What do I want in a course that introduces the New Testament?
I’ve been thinking about it as I look back on the year’s teaching, and after reading the article in Inside Higher Education about Robert Frank’s economics curriculum. Part of the problem involves the interplay of cognition and judgment. Entering students in Bible generally need to learn more about the Bible itself, and about the terms and frames in which biblical scholars write, but they also need to learn to think like biblical scholars — at least insofar as that enables the students to make useful sense of the vast quantities of scholarly writings.
The Franks article helpfully makes several points I want to bear in mind as I think about NT introduction. First: “The idea of taking a few core things, working on them until you get them, and then moving on and adding complexity only when the root stuff is firmly embedded, that just seemed like such an eye-opener to me.” There’s so much that NT scholarship has done, has gradually taken for granted as a minimal base for knowledge and reflection, that it’s hard for a teacher to see how vast a load of stuff we’re dumping on people.

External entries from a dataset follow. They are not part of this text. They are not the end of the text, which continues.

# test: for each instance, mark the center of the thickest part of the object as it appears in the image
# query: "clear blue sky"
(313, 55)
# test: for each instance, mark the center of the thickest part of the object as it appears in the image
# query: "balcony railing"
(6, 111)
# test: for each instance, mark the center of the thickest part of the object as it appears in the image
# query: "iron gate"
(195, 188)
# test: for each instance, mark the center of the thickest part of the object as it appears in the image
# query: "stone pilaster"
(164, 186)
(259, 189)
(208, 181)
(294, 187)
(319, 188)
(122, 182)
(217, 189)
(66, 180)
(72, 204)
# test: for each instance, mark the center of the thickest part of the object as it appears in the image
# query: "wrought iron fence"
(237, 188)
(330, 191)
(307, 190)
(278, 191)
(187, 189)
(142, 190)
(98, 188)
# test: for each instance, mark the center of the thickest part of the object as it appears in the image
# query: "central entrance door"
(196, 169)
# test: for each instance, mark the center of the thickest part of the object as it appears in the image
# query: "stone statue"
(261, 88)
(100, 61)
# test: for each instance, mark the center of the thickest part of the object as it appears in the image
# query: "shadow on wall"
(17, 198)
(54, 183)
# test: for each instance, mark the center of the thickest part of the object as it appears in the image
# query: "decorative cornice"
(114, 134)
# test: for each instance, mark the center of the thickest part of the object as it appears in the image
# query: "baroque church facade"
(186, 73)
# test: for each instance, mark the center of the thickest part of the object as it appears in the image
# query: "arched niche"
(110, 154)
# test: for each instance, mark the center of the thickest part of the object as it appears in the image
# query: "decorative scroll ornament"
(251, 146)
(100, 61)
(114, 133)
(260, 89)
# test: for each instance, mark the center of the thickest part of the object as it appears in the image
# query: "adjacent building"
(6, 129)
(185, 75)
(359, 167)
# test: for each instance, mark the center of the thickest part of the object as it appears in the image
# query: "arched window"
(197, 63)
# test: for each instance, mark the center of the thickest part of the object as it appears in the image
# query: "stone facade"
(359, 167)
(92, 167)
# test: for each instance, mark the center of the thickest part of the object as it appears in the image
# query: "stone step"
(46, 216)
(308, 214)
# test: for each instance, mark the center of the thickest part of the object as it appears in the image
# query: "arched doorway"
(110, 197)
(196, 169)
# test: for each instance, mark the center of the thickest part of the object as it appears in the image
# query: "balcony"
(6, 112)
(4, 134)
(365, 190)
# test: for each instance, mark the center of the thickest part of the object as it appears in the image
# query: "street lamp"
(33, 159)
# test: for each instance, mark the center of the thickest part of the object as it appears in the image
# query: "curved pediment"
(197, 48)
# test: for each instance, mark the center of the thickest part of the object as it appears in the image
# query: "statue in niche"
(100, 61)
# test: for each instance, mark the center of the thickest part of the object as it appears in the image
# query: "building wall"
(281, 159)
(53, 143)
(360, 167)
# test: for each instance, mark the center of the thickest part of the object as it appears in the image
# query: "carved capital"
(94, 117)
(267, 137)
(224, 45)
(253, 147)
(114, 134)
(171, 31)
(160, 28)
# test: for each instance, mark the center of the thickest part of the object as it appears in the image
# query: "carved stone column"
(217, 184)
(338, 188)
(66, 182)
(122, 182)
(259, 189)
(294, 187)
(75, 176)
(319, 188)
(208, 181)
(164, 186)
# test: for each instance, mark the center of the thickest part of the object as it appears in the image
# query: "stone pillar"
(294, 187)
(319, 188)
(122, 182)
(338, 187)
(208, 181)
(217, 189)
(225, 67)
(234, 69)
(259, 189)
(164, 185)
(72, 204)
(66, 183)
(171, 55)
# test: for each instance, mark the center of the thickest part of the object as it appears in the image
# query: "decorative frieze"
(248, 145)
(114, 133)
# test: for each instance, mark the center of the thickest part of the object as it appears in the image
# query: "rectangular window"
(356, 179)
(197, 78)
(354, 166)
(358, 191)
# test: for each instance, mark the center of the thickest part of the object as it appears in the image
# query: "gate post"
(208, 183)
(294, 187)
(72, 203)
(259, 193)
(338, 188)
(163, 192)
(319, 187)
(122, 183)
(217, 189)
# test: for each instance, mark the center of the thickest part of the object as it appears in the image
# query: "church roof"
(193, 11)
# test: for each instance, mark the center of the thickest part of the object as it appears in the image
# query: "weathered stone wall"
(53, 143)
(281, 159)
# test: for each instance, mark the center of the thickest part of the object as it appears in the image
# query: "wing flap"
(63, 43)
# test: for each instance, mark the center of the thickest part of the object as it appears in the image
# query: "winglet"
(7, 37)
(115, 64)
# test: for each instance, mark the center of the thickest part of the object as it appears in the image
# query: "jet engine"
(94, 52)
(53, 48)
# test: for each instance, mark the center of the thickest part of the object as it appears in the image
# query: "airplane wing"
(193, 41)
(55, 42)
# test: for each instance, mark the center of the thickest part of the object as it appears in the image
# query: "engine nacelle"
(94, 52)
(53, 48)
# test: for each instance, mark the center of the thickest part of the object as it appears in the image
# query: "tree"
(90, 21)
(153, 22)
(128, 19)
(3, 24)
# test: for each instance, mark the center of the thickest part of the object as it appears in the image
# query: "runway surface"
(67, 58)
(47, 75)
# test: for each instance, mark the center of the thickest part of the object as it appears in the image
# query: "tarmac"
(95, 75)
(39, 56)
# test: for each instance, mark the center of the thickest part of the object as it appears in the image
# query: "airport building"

Second, Frank’s project helps students develop a narrative intelligibility for the matters we study — rather like Stephen Neill’s book, revised by Tom Wright, The Interpretation of the New Testament, 1861-1986. I’m beginning to think that the best way to introduce students to the New Testament would involve helping them understand how we got to where we are, on several limited areas. A student who has come to understand the history of analyses of the Synoptic Problem will be better prepared to think about pseudonymity in the catholic epistles, even if we don’t spend a lot of time on II Peter.